Good morning! If you’re starting the day training at what you consider to be a “low” intensity, as is always recommended, then your body will use two possible fuels for energy in this endeavor. If you have sugars in your stomach, (from chugging a Gatorade while training, for example), then these sugars will be utilized for your energy needs. This isn’t good. This means stored fat stays put. If your goal is to enjoy low body fat levels along with high performance capabilities, then this is not desired. Rather, you should be drinking a calorie-free energy drink or, preferably, plain old water. This forces your body, specifically your aerobic system, to utilize stored body fat reserves for energy. Remember, this is for low-intensity exercise, such as your morning jog to build up cardiovascular endurance and lose body fat. The wise fighter keeps his water bottle, running shoes, and house key next to his alarm clock, awakening only to use the bathroom then run out the door to begin morning cardio. Breakfast can wait until AFTER you’ve properly utilized your fat stores for energy!
The second type of training is more intense – this is when you’re sparring, training full body HIT or CrossFit workouts, and running drills, drills, drills. At this point, your body will reach further into reserves and utilize your ATP stores and utilizes them for energy. The process is highly complex, but that’s okay, because you’re wearing a singlet and not a white lab coat, and MMA is not the same as PhD. What you need to know is that the right kinds of energy need to be on-hand in order for your body to be able to perform. In other words – REAL FOOD!
How does this affect you as an MMA athlete? All this scientific talk is a nice primer for delving deeper into nutrient utilization study. What you should immediately walk away from it with is a strong understanding of what foods and drinks you should be consuming prior to each kind of exercise which you conduct each day. Start each morning with a water, Crystal-Lite, or diet drink before diving into your moderately-paced morning jog for fat loss and more importantly, aerobic endurance capacity increase. Follow that up with a diet rich in protein and carbohydrates – chicken, steak, fish and whey for your protein sources, and a nice 50/50 mix of fruit/vegetables and starchy carbs for your ATP energy needs. You’ve now covered your morning fat utilization and your afternoon/evening training session energy load requirements!

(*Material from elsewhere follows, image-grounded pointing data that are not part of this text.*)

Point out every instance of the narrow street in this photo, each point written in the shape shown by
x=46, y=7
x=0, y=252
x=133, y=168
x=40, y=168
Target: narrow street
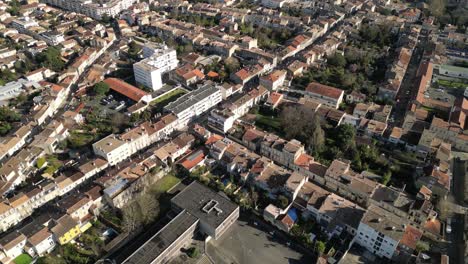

Additionally, remember that following energy expenditure (read: some seriously hard training), your muscle fibers will be at a detriment and ready for some recovery resources as well. Adequate supplies of fat and carbohydrates are always nice, but protein consumption needs to be the primary goal following tough workouts. The 48 hours following tough training will be a period of muscle recovery and growth as fibers torn from training repair and recover slowly but surely. Keeping a steady supply of amino acids on hand (taken from protein foods in the form of consumed meat, eggs, dairy and nuts) will keep your blood in a positive nitrogen state. Soreness will lessen, muscles will repair, and you will come back a thicker and harder athlete as a result of your training and smart nutrition. Good luck!